壱-9


 帰り際。

 瓏衣たちを乗せたいわゆるセダン系統の車内には不穏な空気が満ちていた。というのも、千鶴が険悪な空気を隠すことなく未だ漂わせているからだ。

 それに乾いた笑いでしか反応を示せなかった瓏衣と小太郎に対し、気に止めることもなく人のいい笑顔で運転している雪羅と名乗った人物は、脱帽するほど大した人間である。

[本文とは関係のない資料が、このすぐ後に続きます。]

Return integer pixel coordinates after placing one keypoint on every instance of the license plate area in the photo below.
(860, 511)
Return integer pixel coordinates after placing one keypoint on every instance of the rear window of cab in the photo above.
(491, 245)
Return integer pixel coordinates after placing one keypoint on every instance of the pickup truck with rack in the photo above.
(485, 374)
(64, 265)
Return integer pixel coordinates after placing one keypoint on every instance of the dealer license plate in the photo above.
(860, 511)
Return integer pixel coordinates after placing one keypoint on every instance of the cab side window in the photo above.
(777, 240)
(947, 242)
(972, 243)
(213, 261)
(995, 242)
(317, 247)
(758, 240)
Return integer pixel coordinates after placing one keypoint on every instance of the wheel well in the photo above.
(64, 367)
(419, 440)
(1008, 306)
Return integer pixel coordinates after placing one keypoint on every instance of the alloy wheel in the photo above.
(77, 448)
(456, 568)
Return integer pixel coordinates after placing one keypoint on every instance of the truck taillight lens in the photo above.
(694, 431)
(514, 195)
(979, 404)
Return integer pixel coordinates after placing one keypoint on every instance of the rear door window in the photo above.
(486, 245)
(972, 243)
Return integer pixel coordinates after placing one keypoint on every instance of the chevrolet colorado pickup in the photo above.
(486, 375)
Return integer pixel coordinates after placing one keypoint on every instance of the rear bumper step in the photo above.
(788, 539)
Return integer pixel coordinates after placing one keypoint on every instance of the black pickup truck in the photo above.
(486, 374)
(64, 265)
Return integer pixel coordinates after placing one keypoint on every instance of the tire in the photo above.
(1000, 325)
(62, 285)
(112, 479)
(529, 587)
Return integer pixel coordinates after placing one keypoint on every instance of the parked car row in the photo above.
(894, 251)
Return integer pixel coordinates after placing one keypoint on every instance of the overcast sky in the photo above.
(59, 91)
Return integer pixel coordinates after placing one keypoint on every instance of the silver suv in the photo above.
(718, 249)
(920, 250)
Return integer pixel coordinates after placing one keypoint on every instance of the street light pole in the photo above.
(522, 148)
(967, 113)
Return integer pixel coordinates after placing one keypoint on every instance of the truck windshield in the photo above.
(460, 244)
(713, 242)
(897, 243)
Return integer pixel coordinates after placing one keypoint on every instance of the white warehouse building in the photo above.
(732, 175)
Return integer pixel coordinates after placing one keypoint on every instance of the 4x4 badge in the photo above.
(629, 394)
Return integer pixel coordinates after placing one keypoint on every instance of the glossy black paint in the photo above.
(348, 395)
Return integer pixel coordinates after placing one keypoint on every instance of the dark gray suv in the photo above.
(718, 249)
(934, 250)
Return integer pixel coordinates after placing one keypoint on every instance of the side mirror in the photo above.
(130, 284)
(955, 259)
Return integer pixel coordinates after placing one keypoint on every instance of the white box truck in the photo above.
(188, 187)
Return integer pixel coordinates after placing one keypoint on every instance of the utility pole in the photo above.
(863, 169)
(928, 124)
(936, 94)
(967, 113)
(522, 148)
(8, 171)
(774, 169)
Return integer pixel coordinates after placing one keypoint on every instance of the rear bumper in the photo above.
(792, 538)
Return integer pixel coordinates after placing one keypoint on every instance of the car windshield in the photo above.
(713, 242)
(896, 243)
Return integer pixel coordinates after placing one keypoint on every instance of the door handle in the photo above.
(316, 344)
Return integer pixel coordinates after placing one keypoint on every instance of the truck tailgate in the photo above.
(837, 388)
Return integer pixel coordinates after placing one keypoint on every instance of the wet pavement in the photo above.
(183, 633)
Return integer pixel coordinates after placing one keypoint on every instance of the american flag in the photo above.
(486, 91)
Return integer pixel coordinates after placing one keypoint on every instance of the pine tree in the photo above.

 三人の自宅の大まかな位置を彼に伝え、最初に送り届けたのはか弱い女性であるからという理由でもちろん千鶴だ。家の前に車を付けて、お待ちどーさん、と気の抜けた言葉で到着を知らせると、瓏衣と共に後部座席に乗っていた千鶴はありがとうございましたとだけ残してさっさと降車し、


「瓏衣くん」

「は、はいっ……」


 低い声で名前を呼ばれ、瓏衣は思わず身を強ばらせる。


「絶対ダメだからね」


 肩越しにこちらを向いて睨むような眼差しと有無を言わさぬ声色でそう残し、八つ当たりのように勢いよく扉を閉めると、振り返らずまっすぐ玄関に向かい家の中へと入っていった。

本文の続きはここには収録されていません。